We visited the pig-pen, followed by the sheep barn, and then took a walk through one of Rupert’s several green houses. Most popular however was the blueberry bushes we stumbled upon. The blueberries were coming to the end of their production cycle, so Rupert gave us the green light to pick what we liked. Well, you’ve never seen a group of seniors move so quickly. Within moments, participants were scouring through the blueberry patch filling vessels they had mysteriously produced from thin air. As they picked, they sampled generously, looking delighted to be out of the city and eating fresh from the farm.
In typical fashion, the Our Food Project team put out a serious spread for lunch, including local greens, homemade corn bread, and a blueberry desert to compliment the packed lunches participants brought. Lunch was a particularly good time for gardeners from different projects to relax and casually chat with one another about their passion for growing, their favourite foods, and the highlights of their day so far.
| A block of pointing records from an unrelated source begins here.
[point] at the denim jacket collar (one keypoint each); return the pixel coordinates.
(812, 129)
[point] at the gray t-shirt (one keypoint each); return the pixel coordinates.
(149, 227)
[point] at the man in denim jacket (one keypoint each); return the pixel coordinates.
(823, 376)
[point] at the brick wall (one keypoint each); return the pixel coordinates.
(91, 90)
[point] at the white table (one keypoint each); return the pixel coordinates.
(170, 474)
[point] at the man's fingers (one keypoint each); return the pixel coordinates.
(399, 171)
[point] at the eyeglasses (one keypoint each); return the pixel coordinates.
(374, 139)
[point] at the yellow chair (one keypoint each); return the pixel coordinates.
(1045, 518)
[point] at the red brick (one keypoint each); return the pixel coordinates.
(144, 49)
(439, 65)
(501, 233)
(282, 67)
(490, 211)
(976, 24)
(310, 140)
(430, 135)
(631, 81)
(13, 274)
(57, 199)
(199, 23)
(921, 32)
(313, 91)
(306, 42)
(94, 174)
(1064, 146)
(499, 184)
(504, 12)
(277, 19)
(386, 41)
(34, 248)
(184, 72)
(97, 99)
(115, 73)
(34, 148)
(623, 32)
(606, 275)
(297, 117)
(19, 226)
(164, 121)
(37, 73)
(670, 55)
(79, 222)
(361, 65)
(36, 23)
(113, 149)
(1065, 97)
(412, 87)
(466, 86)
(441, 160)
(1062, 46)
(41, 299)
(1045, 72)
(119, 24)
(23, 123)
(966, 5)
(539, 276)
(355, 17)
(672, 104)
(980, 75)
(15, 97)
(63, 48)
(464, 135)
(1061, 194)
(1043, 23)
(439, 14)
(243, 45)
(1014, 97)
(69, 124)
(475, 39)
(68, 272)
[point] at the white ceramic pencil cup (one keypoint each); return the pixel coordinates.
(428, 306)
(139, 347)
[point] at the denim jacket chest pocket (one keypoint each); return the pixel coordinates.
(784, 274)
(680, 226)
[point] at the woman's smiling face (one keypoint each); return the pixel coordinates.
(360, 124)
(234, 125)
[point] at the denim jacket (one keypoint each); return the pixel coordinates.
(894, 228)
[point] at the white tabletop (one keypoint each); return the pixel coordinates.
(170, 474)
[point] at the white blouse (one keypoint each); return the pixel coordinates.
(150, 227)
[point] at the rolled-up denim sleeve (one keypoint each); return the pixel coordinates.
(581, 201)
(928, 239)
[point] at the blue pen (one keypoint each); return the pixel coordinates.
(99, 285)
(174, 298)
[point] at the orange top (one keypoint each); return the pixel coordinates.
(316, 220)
And if a full morning at Ironwood Farm wasn’t enough, laden with full-bellies, we said farewell to the farmer and his dog and headed back to the valley for some apple picking before heading home. With similar enthusiasm our energetic seniors bounded through the trees cheerfully filling bags full of apples; many of them coming back for a second or third bag. Obviously our participants have a big appetite for local fruits and vegetables, and we’re happy to be connecting them to the source.
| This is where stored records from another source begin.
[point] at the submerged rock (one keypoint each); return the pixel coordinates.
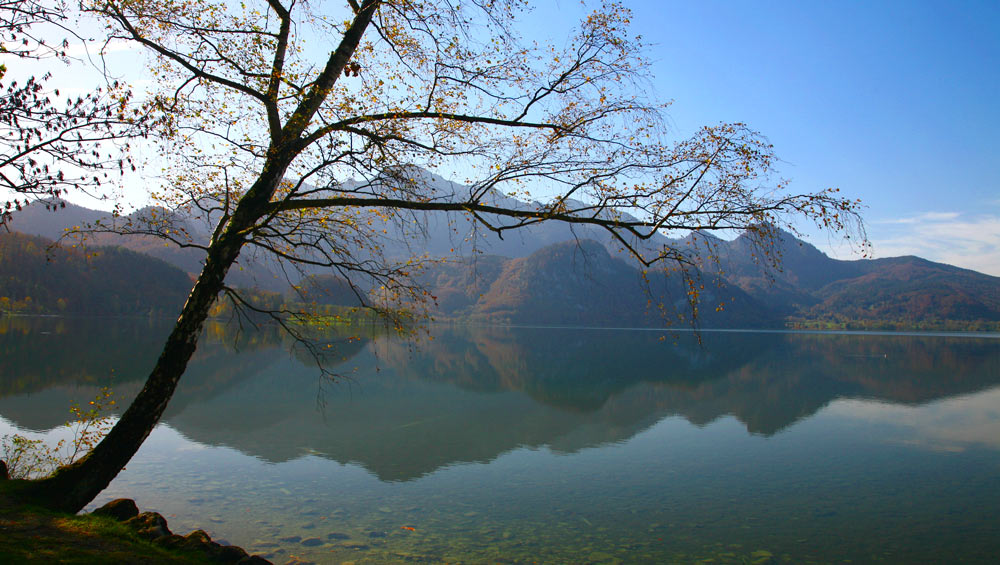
(153, 526)
(312, 542)
(120, 509)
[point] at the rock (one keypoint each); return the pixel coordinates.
(149, 525)
(312, 542)
(120, 509)
(172, 541)
(198, 537)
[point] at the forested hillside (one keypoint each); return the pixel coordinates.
(38, 279)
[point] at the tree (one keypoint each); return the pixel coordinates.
(47, 148)
(306, 160)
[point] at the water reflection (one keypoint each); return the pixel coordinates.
(404, 409)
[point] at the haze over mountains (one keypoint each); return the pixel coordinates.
(553, 273)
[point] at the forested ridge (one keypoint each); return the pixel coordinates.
(39, 278)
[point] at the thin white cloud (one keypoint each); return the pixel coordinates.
(963, 240)
(927, 217)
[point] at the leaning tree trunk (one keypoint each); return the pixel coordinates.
(73, 486)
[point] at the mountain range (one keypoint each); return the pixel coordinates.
(550, 273)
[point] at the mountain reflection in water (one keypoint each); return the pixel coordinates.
(403, 409)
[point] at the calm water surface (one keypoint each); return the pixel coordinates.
(523, 445)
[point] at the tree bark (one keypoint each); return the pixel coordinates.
(73, 486)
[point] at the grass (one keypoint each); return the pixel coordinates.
(29, 534)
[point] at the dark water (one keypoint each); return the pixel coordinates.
(523, 445)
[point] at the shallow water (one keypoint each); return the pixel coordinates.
(550, 445)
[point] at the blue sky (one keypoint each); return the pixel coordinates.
(897, 103)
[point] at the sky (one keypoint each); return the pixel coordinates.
(896, 103)
(893, 102)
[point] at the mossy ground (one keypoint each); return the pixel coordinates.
(29, 534)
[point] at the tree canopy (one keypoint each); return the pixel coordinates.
(52, 141)
(299, 130)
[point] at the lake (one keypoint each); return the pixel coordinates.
(548, 445)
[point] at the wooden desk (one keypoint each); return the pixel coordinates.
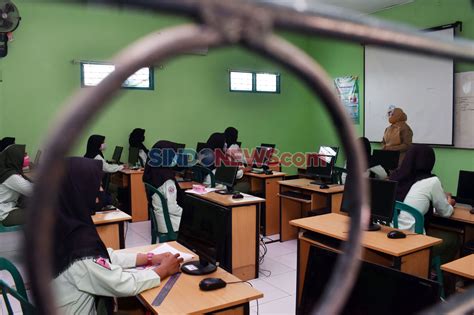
(109, 225)
(294, 208)
(268, 185)
(186, 298)
(243, 231)
(133, 180)
(410, 255)
(463, 267)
In large part the farm tour is a celebration. A celebration of our community members, of our farmers and the food they produce. However, we see it as much more than that. Many of our participants have backgrounds in agriculture in the countries they’ve emigrated from. Having the opportunity to connect with other gardeners across the city can be a powerful experience for them. It creates opportunities to share stories, to transmit knowledge, and to reconnect with their agricultural past here in Canada. The tour also presents an important opportunity to curb the social isolation that many of these seniors experience in Halifax due to limited English language skills, and for some, mobility. Each year when we run these tours, the Our Food staff feel privileged to be able to work with such a diverse and inspiring group of people. The tour is the highlight of the year for us, and we suspect it is for our participants too. Can’t wait for next year!
Author: Will Hill. Community Food Programmer, Ecology Action Centre.